Ambientalistas, comunidades tradicionais e empresários do setor naval travam discussão sobre a implantação do Pólo Naval na orla do Puraquequara. Enquanto o presidente do Sindnaval (Sindicato da Indústria Naval, Náutica, offshore e Reparos do Amazonas), Matheus Araújo, destaca a geração de mais de R$ 48 bilhões na economia do Estado, o Ministério Público Federal, ribeirinhos e ecologistas alertam para o impacto social que será gerado para as 19 comunidades ribeirinhas da região.
De acordo com a proposta apresentada pelo Governo do Amazonas, a meta é construir sete estaleiros centrais de médio porte –sendo três brasileiros e quatro internacionais -numa área de aproximadamente 32 quilômetros lineares até 2015. A primeira etapa de implantação da indústria naval prevê também a instalação de 60 pequenos estaleiros.
A estimativa é a movimentação de aproximadamente R$ 1 bilhão em negócios com a construção de barcos esportivos e de luxo, lazer, turismo, além de flutuantes, balsas e pequenas embarcações. Para o representante do Sindnaval, o Pólo tem potencial para tornar o Amazonas o maior centro de consertos de navios do país. “Temos a vantagem das águas profundas e calmas, além da isenção alfandegária”, comemora.
Por outro lado, o deputado Luiz Castro (PPS), em parceria com o Ministério Público Federal, deve agendar uma audiência pública na Assembleia Legislativa do Estado para aprofundar os debates em torno dos impactos sociais e econômicos da implantação do Polo Naval. O objetivo é dar oportunidade para que as comunidades tradicionais se manifestem. De acordo com o deputado, nenhum dos lideres comunitários foram ouvidos até agora.
A audiência que também contará com a presença de representantes do Ministério Público Federal, que já tem um inquérito civil aberto para investigar impactos ambientais relacionados à instalação do projeto e vai abrir outro procedimento para apurar os impactos sociais e culturais sobre as comunidades tradicionais da área.

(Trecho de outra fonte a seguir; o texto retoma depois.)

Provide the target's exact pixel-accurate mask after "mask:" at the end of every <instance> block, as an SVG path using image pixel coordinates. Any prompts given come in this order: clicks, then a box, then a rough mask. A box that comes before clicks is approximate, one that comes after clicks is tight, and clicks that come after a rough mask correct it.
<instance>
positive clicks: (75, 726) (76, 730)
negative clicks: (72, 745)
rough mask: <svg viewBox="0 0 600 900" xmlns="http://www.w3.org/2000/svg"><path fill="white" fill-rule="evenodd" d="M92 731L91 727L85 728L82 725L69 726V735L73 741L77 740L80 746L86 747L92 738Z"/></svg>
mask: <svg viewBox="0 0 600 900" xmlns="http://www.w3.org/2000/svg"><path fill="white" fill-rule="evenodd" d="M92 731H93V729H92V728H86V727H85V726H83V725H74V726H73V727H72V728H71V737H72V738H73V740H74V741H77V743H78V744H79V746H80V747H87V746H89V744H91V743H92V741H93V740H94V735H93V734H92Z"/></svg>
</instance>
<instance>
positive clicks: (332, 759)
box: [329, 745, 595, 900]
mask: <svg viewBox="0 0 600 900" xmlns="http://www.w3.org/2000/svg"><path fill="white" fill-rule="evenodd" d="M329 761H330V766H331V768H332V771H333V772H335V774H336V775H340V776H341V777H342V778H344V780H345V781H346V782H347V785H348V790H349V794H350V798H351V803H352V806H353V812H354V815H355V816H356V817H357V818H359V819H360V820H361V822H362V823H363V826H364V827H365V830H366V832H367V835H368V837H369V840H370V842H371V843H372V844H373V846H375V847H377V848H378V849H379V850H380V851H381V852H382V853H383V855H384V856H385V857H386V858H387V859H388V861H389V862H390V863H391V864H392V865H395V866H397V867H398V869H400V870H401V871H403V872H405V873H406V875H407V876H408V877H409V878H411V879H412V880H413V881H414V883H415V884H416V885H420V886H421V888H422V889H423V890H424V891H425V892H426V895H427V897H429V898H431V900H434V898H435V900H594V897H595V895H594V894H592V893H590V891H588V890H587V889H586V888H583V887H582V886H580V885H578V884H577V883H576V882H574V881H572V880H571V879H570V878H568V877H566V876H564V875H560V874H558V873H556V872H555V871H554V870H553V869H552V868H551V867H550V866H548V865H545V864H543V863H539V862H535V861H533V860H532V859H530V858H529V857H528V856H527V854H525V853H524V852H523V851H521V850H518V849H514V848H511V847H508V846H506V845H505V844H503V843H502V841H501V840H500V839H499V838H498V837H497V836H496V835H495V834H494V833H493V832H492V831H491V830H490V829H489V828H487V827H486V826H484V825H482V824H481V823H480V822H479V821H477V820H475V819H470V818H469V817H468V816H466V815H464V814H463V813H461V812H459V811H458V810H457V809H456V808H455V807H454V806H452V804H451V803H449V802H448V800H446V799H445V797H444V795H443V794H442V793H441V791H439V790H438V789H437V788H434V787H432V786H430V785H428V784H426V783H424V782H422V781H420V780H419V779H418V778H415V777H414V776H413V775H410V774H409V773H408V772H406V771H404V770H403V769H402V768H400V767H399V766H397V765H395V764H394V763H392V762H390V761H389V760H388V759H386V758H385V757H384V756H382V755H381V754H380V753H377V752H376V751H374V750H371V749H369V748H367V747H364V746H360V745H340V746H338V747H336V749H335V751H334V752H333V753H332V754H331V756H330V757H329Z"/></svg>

O procurador da República Júlio Araújo comenta que a questão fundiária do local já é alvo de procedimentos do MPF desde 2004 em razão de investidas do Exército Brasileiro para a retirada de famílias do local. “Não é possível deixar de analisar a tradicionalidade das comunidades no local, em seus aspectos sociais e culturais”, explica.
Em processo de implantação
Enquanto isso, o Governo do Estado e a Suframa seguem definindo o grupo de trabalho e o calendário de atividades para a construção. A previsão é que o projeto master do distrito naval de Manaus esteja concluído em meados do primeiro semestre deste ano.
Desde janeiro de 2011, vêm sendo delineadas ações para a implantação do pólo naval. Estão previstos projetos para a integração da cadeia produtiva, legalização das condições trabalhistas, atualização e aperfeiçoamento dos profissionais do setor e atualização tecnológica.
Em março de 2012, a Seplan realizou um seminário com o objetivo de orientar os empreendedores quanto às alternativas de contratação de crédito para a expansão desses negócios. Somente a Afeam (Agência de Fomento do Estado do Amazonas) reservou R$ 15 milhões para o financiamento de projetos no polo naval, além de linhas de crédito no Basa, Banco do Brasil e Caixa.